Malcolm Turnbull has two things going for him, and they’re the same two things that took him through journalism, into law, to merchant banking, new media and, finally, politics: his intellect and his ego.
Both are vast. Even Turnbull’s detractors within the party acknowledge his brilliance. His is one of the most impressive intellects in Australian parliamentary history. And he has an ego to match. To paraphrase an observation about Stanley Kubrick, just because you’ve met a few egotists in your time, doesn’t mean you can have any idea how vast Malcolm Turnbull’s self-esteem is.

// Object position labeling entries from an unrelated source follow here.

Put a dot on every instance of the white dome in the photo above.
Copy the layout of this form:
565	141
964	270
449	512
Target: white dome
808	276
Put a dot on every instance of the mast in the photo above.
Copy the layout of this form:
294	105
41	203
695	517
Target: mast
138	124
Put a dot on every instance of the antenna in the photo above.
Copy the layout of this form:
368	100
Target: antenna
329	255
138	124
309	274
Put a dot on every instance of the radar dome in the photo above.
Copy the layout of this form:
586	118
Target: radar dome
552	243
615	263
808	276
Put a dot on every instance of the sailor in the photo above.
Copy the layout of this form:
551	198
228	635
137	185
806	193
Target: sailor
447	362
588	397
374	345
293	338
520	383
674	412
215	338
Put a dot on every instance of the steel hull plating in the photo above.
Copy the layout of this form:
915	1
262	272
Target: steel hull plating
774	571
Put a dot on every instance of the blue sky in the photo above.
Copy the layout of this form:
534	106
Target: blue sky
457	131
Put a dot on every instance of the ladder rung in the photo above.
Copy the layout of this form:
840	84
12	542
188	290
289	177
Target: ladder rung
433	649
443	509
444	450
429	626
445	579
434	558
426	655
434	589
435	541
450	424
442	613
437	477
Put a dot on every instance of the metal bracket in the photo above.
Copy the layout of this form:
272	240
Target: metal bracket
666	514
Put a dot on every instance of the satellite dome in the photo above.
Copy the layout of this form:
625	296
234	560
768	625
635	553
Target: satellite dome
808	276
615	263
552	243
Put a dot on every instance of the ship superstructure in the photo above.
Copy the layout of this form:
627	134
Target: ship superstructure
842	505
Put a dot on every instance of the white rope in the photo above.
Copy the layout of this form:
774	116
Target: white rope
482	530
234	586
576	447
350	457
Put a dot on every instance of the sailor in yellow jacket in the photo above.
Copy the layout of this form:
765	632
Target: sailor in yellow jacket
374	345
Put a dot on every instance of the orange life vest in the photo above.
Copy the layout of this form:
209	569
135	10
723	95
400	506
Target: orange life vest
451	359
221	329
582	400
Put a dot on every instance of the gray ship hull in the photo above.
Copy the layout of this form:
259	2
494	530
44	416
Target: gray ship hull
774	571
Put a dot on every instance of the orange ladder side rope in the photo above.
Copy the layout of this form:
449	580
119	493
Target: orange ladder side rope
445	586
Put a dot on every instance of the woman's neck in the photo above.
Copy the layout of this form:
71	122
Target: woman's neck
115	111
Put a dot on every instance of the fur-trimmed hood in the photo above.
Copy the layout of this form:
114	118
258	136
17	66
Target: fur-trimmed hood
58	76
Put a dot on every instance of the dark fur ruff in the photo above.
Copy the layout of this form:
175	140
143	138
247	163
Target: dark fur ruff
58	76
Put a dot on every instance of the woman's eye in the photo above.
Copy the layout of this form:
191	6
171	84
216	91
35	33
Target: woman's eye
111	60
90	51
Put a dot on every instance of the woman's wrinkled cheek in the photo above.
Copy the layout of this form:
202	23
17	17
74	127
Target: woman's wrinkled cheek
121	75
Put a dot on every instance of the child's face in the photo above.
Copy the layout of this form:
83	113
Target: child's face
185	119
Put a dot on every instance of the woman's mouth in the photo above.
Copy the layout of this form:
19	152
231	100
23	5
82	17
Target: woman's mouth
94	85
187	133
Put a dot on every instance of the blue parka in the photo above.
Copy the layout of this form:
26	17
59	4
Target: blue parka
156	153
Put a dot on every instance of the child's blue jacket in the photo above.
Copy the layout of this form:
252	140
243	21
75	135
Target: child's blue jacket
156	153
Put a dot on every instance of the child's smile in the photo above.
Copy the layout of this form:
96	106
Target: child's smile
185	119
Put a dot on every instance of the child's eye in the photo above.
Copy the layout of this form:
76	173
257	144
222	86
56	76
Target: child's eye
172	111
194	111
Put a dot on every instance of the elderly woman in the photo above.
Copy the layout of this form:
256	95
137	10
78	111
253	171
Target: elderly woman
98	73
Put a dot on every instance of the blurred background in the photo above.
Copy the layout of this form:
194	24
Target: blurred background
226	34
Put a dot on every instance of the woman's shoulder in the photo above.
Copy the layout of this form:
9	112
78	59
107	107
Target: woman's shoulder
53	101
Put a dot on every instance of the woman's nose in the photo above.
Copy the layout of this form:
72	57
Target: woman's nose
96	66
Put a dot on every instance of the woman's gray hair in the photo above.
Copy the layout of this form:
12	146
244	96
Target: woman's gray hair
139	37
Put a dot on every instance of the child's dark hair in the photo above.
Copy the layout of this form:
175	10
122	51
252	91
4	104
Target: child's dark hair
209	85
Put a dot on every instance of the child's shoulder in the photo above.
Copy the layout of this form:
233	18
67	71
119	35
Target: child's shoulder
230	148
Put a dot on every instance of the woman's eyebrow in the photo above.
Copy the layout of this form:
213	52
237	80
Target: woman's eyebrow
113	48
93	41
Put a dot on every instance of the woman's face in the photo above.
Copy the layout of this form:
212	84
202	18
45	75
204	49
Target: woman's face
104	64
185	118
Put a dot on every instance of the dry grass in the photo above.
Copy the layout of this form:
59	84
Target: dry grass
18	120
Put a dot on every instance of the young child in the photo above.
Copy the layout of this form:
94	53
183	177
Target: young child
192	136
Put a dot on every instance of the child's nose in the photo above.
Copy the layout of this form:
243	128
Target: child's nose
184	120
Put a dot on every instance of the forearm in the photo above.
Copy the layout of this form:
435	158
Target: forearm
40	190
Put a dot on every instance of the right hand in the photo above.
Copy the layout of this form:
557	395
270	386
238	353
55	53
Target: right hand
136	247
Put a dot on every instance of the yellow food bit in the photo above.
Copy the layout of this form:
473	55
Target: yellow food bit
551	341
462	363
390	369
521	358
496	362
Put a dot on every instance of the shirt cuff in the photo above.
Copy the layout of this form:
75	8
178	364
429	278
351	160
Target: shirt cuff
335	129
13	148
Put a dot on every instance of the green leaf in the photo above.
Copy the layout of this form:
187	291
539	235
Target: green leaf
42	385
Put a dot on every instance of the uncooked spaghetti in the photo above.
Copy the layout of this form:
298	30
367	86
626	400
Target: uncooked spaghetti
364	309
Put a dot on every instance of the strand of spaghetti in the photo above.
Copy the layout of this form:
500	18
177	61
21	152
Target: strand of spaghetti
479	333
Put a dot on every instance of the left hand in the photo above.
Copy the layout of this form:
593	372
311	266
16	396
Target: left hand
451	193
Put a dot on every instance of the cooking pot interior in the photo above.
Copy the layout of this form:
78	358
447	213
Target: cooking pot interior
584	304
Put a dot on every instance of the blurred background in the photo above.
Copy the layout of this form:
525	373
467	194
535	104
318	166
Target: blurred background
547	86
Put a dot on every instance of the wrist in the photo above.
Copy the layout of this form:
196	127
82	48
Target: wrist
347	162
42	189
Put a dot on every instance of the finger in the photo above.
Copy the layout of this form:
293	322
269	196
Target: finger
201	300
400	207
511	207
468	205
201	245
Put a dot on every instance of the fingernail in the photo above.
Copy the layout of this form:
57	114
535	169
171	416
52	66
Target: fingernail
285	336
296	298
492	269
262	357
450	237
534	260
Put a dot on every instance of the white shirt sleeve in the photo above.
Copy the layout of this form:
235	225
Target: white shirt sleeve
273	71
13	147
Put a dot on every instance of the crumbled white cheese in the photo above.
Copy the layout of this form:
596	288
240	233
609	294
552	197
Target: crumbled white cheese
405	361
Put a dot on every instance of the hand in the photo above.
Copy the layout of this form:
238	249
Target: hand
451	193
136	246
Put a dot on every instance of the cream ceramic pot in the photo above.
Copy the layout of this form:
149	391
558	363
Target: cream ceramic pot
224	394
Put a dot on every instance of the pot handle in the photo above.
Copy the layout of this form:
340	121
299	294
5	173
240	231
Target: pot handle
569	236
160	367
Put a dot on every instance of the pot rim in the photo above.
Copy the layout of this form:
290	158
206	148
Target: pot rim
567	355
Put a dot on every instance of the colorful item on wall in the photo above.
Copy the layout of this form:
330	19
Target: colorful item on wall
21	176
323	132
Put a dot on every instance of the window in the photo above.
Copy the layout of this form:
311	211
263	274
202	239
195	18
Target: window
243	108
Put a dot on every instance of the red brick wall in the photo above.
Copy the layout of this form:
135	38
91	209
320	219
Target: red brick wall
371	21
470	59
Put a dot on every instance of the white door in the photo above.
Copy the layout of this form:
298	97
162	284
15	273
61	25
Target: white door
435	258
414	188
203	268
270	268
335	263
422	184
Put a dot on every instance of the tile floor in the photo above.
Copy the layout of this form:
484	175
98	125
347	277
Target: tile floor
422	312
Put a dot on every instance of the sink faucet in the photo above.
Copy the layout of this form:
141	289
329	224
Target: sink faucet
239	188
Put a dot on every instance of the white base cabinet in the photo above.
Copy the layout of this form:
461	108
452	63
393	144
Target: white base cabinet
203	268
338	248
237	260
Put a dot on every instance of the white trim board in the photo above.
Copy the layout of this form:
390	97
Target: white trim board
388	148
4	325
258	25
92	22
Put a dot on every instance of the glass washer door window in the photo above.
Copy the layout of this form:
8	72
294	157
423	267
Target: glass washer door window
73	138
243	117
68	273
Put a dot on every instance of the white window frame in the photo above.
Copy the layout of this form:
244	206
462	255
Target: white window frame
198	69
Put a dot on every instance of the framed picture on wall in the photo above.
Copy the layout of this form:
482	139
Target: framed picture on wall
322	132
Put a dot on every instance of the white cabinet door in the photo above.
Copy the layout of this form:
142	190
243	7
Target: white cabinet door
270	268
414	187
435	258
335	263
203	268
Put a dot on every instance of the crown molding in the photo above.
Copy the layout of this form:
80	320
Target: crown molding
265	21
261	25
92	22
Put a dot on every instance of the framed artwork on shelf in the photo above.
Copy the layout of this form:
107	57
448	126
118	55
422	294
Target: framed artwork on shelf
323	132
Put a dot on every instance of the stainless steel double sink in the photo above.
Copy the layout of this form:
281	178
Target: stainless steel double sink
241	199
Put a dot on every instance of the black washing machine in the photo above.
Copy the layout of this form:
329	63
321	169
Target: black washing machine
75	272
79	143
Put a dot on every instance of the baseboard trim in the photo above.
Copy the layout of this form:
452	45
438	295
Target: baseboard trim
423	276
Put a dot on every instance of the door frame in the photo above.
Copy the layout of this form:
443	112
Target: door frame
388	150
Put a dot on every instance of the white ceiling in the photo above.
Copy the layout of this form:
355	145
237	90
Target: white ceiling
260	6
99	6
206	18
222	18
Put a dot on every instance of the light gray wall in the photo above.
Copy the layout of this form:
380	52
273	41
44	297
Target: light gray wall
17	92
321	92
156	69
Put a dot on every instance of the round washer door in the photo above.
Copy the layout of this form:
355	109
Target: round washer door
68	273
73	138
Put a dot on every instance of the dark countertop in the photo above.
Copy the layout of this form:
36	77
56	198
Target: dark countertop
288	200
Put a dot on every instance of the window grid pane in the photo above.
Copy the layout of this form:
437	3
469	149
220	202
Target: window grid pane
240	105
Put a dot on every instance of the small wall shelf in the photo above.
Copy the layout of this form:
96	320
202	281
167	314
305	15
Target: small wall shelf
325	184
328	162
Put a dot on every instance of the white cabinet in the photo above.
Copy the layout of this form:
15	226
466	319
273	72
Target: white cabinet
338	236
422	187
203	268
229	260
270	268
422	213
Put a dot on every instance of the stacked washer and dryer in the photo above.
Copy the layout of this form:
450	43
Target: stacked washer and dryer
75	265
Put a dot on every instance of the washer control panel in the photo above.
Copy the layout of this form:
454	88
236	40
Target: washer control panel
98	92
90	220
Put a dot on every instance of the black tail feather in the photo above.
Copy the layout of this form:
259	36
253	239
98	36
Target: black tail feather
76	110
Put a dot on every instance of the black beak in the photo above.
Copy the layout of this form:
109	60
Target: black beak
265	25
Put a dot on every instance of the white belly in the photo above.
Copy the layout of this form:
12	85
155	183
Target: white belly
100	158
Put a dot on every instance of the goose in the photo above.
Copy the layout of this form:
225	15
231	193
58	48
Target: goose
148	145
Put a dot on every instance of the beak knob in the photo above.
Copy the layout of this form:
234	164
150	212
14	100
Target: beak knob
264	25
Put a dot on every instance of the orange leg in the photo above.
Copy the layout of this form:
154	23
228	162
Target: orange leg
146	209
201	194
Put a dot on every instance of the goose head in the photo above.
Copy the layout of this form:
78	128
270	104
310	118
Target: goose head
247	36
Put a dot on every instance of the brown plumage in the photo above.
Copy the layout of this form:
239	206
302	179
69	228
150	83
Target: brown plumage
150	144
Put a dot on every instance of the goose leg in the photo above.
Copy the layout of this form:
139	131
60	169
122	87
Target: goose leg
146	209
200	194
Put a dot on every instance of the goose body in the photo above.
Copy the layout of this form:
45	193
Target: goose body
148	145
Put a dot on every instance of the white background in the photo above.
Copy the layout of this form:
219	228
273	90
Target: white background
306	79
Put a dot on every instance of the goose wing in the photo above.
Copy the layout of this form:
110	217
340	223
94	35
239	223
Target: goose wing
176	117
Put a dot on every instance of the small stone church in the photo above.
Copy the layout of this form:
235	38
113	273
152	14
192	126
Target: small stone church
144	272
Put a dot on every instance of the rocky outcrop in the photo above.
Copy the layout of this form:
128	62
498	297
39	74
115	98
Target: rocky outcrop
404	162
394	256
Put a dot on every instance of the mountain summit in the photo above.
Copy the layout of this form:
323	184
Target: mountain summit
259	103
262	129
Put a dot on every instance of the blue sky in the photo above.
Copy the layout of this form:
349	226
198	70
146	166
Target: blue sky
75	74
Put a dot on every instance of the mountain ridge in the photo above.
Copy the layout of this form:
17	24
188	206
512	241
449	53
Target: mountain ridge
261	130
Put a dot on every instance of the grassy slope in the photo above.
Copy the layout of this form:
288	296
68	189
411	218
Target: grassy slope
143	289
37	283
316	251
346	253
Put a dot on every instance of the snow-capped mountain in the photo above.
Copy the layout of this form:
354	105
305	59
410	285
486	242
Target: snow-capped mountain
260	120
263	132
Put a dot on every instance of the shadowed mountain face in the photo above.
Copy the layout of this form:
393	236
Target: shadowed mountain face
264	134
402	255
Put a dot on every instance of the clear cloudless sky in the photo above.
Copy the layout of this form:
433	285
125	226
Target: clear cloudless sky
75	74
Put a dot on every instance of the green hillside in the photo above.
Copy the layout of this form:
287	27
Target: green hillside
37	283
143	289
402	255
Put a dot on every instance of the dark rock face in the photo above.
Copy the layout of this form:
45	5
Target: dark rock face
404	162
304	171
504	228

Which is fine, because he’s going to need it. He’s politically inexperienced, he leads a party facing historic challenges and a popular government, and many in his party — and most in his Coalition partner – dislike him. Indeed, there are powerful forces potentially aligned against him — not just the right of the party, but also Peter Costello and his faithful supporters. Until Costello leaves politics, he’s a potential threat, one that can only be kept at bay by performing in Parliament and in the polls.
All the better, from Turnbull’s point of view. He likes a challenge.
His first task will be to craft a frontbench that keeps the losers relatively happy. He has no choice, given the narrowness of his victory. The widespread hope among Liberals going in was that there would be a convincing victory either way. They didn’t get it, but 45-41 to Turnbull is a damn sight better than the same margin to Nelson, which would’ve kept the Liberals in leadership purgatory for months.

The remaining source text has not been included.